Die "signifikant reduzierte Vulnerabilität" wird dabei u.a. durch folgende Faktoren beeinflusst:

 

→ Als ehemaliger Raucher weiß ich durchaus, dass es verdammt schwer sein kann, mit dem Rauchen aufzuhören. Doch kann ich jedem der sich dieser Last entledigen möchte, empfehlen, sich in der therapeutischen Ketose vom Rauchen zu trennen. Zu keinem anderen Zeitpunkt fällt es  einem leichter, sich vom Nikotin zu entwöhnen, als in der Ketose. Natürliche nicht gleich am Anfang als Anfänger und wohl möglich noch während der sogenannten Lowcarbflu. Nein, natürlich nicht, aber eine Raucherentwöhnung nach der Adaptionsphase kann ich aus persönlicher Erfahrung jedem nur empfehlen.

 

→ Die ketogene Ernährung wirkt sich äußerst positiv auf die Depression aus, selbst dann, wenn sie schon in einem fortgeschrittenen Stadium ist und unter Umständen nicht auf die Pharmakotherapie anspricht.
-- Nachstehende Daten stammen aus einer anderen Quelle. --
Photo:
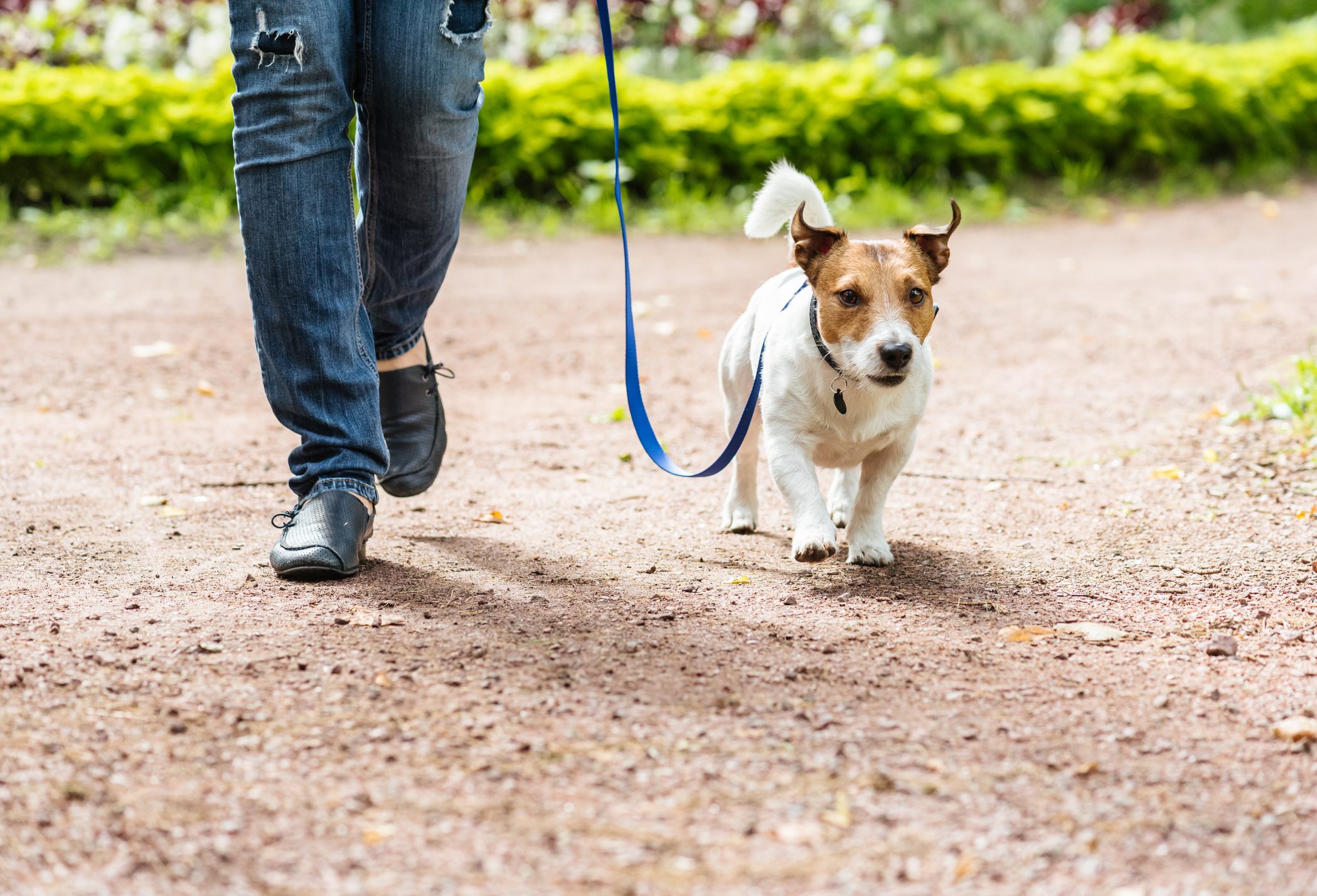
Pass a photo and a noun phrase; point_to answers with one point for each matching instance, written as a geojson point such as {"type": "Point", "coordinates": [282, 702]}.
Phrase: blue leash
{"type": "Point", "coordinates": [635, 402]}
Ein Grund dafür ist auch die herabgesetzte Vulnerabilität, bedingt durch die therapeutische Ketose (psychologische Vulnerabilität).

 

→ Aber auch die physische Vulnerabilität ist durch eine therapeutische Ketose deutlich herabgesetzt, denn die Ketose stärkt unser gesamtes Immunsystem. Die Ketose sorgt dafür, dass Betroffene weniger häufig an Migräne leiden. Die therapeutische Ketose sorgt dafür, dass im gesamten Organismus entzündliche Prozesse stark eingeschränkt und gedämpft werden. Die therapeutische Ketose sorgt dafür, dass bei Menschen, die immer wieder an Herpes labialis (Lippenherpes) leiden, das Herpes-Virus weniger oft aktiv wird, als bei Menschen im Kohlenhydrat-Stoffwechsel. Wir wissen, dass Menschen in der Ketose deutlich geringerem oxidativem Stress ausgesetzt sind. Eine Verminderung des oxidativen Stresses bedeutet ein Plus für Wohlbefinden, Wohlergehen und für den gesamten Allgemeinzustand.

 

→ Die Vulnerabilität lässt sich neben den anderen Faktoren (soziales Umfeld, Grunderkrankungen, psychische Konstitution etc.) ganz entscheidend durch eine ketogene Ernährungsweise beeinflussen und wer dies verstanden hat, ist in der Lage, die therapeutische Ketose ganz gezielt einsetzen zu können und zu Zeiten erhöhter Labilität (Beruf, Privatleben, Erkrankungen etc.) seine eigene Vulnerabilität gezielt und vor allem ganz bewusst, herabzusetzen und somit wesentlich widerstandsfähiger zu sein in einer Welt, die Tag für Tag 150% von uns verlangt.

 

 

Abschließend lässt sich also zusammenfassend sagen:

 

Die therapeutische Ketose sorgt durch viele Mechanismen dafür, dass die Resilienz, also die physische und psychische Widerstandsfähigkeit äquivalent mit einer Verminderung der Vulnerabilität einhergeht und zu einem großen Vorteil für das Individuum wird.

 

In meinem zweiten Buch "Ketoga" (erscheint im Juli 2018) habe ich mich ausführlich mit diesem Thema auseinandergesetzt.